Deal Breaker 4: Does he understand how to court a lady?
I don't think the young men of my generation understand how to court a lady. I went on so few dates in college in comparison to how many guys made passes at me, that it's embarrassing. To me that says I don't want to invest the time nor energy in getting to know you, so the alternative is to see if you'll make out with me or do anything else physical. I find this to be such a shame. There is such an art to courting and it doesn't have to be a Nicholas Sparks novel but boys don't have to try nearly as hard as they used to, to get a lady's attention. I'm not saying that I helped this by any means. I wish I established those expectations and kept them throughout college because I think that young women deserve to be taken out on actual dates and treated with dignity and respect. Even being married, there are certain things that go completely above Ryan's head because he and his peers were never put into a position where they had to make a strong, concerted effort to be gentlemen.
Deal Breaker 5: Could I see myself having a baby with this guy?
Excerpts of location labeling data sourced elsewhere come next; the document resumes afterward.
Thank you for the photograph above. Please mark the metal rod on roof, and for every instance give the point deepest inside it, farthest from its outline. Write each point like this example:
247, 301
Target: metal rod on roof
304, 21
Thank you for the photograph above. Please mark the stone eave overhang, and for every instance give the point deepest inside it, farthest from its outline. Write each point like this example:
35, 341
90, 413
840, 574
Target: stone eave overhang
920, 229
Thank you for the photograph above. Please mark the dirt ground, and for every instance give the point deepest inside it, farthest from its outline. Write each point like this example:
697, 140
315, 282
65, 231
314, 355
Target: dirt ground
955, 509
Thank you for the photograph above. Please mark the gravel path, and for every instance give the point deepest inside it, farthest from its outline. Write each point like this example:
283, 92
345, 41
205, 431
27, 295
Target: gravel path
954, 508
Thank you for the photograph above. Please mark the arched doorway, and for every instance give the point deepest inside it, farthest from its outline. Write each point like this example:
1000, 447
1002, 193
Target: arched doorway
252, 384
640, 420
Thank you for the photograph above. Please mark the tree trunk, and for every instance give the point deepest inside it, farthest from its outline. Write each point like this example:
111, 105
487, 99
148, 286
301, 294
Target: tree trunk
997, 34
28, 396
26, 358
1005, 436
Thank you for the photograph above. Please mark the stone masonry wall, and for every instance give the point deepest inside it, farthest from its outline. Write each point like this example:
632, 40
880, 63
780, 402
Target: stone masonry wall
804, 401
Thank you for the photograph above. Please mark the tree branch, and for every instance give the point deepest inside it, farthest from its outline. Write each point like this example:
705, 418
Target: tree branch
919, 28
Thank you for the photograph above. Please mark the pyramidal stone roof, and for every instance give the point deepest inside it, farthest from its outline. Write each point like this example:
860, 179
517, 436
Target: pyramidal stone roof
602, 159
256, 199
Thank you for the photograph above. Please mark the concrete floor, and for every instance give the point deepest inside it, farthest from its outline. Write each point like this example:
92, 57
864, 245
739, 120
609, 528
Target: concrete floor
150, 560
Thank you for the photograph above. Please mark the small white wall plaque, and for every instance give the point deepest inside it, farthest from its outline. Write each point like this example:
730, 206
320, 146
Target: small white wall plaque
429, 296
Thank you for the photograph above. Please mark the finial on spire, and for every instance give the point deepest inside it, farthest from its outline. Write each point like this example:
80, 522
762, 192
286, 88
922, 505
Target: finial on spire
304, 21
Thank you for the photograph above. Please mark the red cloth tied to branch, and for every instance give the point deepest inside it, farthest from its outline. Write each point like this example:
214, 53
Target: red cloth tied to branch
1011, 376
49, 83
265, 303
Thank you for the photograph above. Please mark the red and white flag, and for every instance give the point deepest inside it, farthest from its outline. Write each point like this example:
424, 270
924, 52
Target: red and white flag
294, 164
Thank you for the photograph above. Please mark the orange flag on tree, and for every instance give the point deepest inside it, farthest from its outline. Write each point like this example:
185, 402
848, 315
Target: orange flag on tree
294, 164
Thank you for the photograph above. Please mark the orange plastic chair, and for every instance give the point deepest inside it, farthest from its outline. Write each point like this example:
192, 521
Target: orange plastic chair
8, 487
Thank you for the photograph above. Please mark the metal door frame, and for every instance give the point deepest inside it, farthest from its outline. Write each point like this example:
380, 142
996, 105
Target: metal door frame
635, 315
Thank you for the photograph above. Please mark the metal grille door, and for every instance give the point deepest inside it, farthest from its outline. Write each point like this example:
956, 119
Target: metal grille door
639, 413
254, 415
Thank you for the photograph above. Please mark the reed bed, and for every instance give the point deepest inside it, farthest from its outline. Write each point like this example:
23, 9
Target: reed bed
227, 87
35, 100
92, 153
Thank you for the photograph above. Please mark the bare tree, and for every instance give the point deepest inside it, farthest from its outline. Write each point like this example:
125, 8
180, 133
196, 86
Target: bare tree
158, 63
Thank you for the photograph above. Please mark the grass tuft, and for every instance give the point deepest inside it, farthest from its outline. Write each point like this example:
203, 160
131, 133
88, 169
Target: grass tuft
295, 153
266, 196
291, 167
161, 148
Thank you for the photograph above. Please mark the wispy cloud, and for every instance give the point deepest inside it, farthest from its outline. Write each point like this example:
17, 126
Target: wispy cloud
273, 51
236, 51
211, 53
This deal breaker is actually really personal for me and I know this is stirring the pot of crazy but this was a moment that happened to me in college. In order to get any type of birth control prescription, you are asked a series of questions like when you last had sex or when you had your period. Well I hadn't had my period yet and I had sex so I had to take a pregnancy test before I could have a certain birth control prescribed to me. Although I knew I wasn't pregnant, the thought floated in the back of my mind and a very blatant question came up in my life.
Would I want to have a baby with this guy? The answer was no. I liked him and he was successful, very smart, talented, the whole kit and kaboodle. On paper he was a really awesome guy but I knew I didn't want to have a family with him. So then that raises other questions like
if I was pregnant, could I count on him? It also made me question my intentions with him. If I had no desire of a future with him, then why was I with him? The relationship quickly ended after that for additional reasons, but this deal breaker was something that faltered throughout my college experience. I think the worst is when you've committed yourself to someone thinking that they're great and you're asking yourself those important questions and then they let you down. Sometimes it's not even them, you just have physical desires that seem completely out of place once you get down to those values and start asking yourself those questions.
Deal Breaker 6: What are his ambitions and life goals looking like?
Don't get caught up in how pretty the picture looks. A lot of the guys I dated in college looked amazing on paper (and in person) and are very successful today. However, our life goals, ambitions, and values often were very different. I briefly dated a football player who would go on to play football professionally. We definitely were not headed in the same direction but shared the same values. I also dated another guy who I was madly in love with but wasn't going anywhere with his life. Now that was a sad story. If he isn't getting his on life on track, you can't stay with him because you're constantly going to be leading someone who is old enough to lead himself.
Well there you have it. Six deal breakers that I wish I had or used more frequently throughout college. What are some deal breakers that you wish you had?